Katlav, Cabernet Sauvignon, Dessert Wine, 2006: Another up-and-comer about whom I usually refrain from writing about primarily due to the ridiculously and unwarranted, high-cost of their wines. Lots of rich, ripe and flavorful black cherries, plums and other jammy fruits on both the nose and palate tinged with spice and wood all coming nicely together to create a well made and balanced wine that matches well with dessert. Somehow different that your typical Port wine in both the flavors dominating your palate and the lively finish that lingers.

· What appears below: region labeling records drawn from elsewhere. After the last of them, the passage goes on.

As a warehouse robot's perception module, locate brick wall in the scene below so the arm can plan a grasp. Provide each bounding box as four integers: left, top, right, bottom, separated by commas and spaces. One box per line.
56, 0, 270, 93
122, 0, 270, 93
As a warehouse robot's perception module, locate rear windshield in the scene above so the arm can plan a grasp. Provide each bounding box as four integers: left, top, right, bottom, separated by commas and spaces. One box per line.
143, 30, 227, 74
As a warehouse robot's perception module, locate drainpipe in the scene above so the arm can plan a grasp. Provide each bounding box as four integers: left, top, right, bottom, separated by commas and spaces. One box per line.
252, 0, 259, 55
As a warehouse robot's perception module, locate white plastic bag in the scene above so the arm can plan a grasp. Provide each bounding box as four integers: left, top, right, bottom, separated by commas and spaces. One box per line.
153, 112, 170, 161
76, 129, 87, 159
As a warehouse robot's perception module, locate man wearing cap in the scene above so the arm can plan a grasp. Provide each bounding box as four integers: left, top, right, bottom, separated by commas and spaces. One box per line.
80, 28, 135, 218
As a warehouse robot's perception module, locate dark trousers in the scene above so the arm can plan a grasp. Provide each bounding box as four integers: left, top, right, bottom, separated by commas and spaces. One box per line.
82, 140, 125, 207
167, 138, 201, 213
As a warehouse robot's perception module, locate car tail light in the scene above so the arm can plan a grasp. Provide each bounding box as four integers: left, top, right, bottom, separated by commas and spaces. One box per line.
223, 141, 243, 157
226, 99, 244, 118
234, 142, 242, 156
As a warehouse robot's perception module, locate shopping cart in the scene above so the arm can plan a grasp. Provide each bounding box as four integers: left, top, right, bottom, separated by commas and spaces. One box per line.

Tishbi, Barbera-Zinfandel, Dessert Wine, 2006: Another wine showing that you can make a port-style wine from any type of grape, this wine coming from an equal blend of Barbera and Zinfandel. A muscular wine whose abundant sweetness makes this wine for sipping after a meal as opposed to with it. Fruits that are more tangy than jammy including gooseberries, blackberries and raspberries matched by raisins, bitter almond and hints of Crème Brule. Not in the same class as most of the other wines listed but an interesting =wine that make for pleasant side-by-side comparisons.

For Kicks Only
Carmel, Partom, n.v.: Daniel Rogov’s note: “Carmel-Mizrachi’s Partom is a sweet, red, reinforced wine that has been aged in wood casks for ten years. Unfortunately, the winery’s claim that the wine can compete with the best Port wines in the world simply does not stand the test of reality. Unlike really fine Port wines, which are blends several varieties of grapes; Partom is made entirely from Malvasia grapes. What makes this odd is that these grapes, which are sometimes also known as Malmsey, are the major variety used in Madeira and not Port wines. More seriously, however, whereas fine Port wines are rich, smooth, luscious and full of character, the Partom is rather sad in its character, lacking robustness, richness or intensity. Sticky both to the fingers and in the mouth, Partom, whose alcoholic content has been elevated to 18% by the addition of brandy, is best categorized as a stimulating and aggressive rather than a satisfying or complex drink”.